Cette clémence climatique permet aux initiatives de restauration de porter leurs fruits rapidement. Les palétuviers reprennent racine en quelques mois, les pandanus stabilisent les dunes en une saison, et les herbiers marins reviennent coloniser les eaux peu profondes. Les Balinais ont compris que leur île possède une capacité de résilience remarquable – à condition qu’on lui en donne l’opportunité. Cette renaissance écologique s’observe particulièrement dans certaines baies où, après seulement deux à trois ans d’efforts soutenus, les plages ont retrouvé une largeur et une biodiversité comparables à celles des années 1980.

Pour le voyageur contemporain, cette transformation offre une opportunité unique de découvrir Bali sous un angle nouveau. Plusieurs organisations communautaires accueillent désormais les visiteurs désireux de participer aux opérations de nettoyage matinal, transformant un simple séjour balnéaire en expérience culturelle immersive. Ces moments d’échange permettent de comprendre la philosophie balinaise du Tri Hita Karana – l’harmonie entre l’homme, la nature et le divin – non pas à travers les livres, mais par l’action directe.

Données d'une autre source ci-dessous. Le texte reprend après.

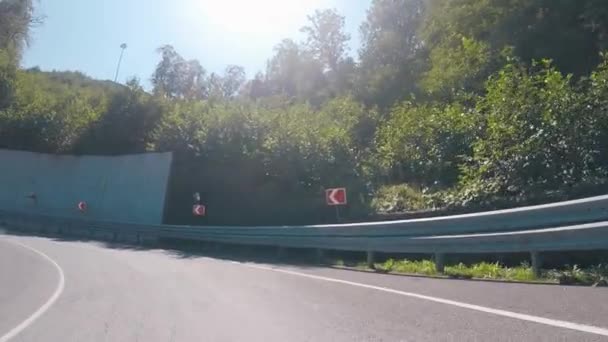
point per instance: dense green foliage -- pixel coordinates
(462, 104)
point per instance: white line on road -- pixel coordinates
(23, 325)
(524, 317)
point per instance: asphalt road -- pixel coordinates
(86, 291)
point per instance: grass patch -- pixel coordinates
(570, 275)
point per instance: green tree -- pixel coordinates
(325, 38)
(392, 53)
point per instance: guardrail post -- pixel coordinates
(319, 255)
(537, 263)
(440, 262)
(281, 252)
(370, 260)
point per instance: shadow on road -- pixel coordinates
(184, 249)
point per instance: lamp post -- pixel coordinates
(123, 46)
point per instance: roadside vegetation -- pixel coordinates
(453, 105)
(568, 275)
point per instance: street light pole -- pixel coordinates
(123, 46)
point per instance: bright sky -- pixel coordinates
(85, 35)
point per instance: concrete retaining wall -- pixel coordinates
(128, 188)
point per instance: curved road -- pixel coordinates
(113, 294)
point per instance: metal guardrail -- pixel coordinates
(529, 229)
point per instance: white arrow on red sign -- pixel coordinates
(82, 206)
(335, 196)
(198, 210)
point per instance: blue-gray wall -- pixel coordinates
(129, 188)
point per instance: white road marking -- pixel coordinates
(524, 317)
(60, 286)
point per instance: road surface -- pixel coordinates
(53, 290)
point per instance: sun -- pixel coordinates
(256, 17)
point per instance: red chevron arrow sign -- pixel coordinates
(335, 196)
(198, 210)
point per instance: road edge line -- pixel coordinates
(498, 312)
(47, 305)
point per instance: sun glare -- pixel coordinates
(257, 17)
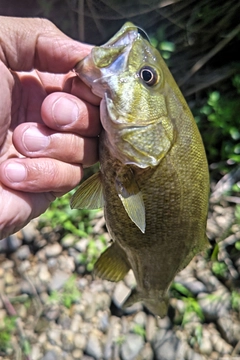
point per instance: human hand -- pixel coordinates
(49, 120)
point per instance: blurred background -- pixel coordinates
(51, 307)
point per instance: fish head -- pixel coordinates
(155, 301)
(129, 74)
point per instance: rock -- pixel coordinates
(131, 346)
(43, 273)
(68, 241)
(120, 294)
(58, 280)
(76, 323)
(10, 244)
(67, 338)
(23, 252)
(146, 353)
(81, 245)
(51, 355)
(215, 305)
(218, 343)
(166, 346)
(80, 341)
(140, 318)
(103, 301)
(52, 312)
(53, 250)
(151, 327)
(77, 354)
(93, 347)
(54, 337)
(229, 328)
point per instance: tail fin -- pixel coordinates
(158, 305)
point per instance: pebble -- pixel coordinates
(57, 281)
(68, 241)
(23, 252)
(216, 304)
(93, 347)
(53, 250)
(80, 341)
(67, 338)
(120, 294)
(229, 328)
(166, 345)
(10, 244)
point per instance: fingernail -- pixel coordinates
(65, 111)
(34, 140)
(15, 172)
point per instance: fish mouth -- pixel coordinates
(125, 36)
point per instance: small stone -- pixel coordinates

Au-delà de la participation active, le simple fait d’observer ces initiatives révèle une facette essentielle de l’âme balinaise : cette capacité à intégrer les défis contemporains dans une vision du monde ancestrale. Les temples de plage, autrefois érigés pour apaiser les forces océaniques, accueillent désormais des bénédictions pour les projets environnementaux. Les offrandes quotidiennes (canang sari) incluent parfois des prières pour la préservation du littoral. Cette fusion entre spiritualité hindouiste et conscience écologique moderne crée une alchimie unique, propre à Bali, qui continue de fasciner bien au-delà des seuls attraits naturels de l’île.
En redonnant à Bali ses plages d’antan, un geste à la fois, les habitants de l’île ne restaurent pas seulement un paysage : ils réaffirment leur identité, prouvent que développement touristique et respect de l’environnement peuvent coexister, et invitent chaque visiteur à devenir, le temps d’un séjour, gardien temporaire de ce joyau de l’archipel indonésien.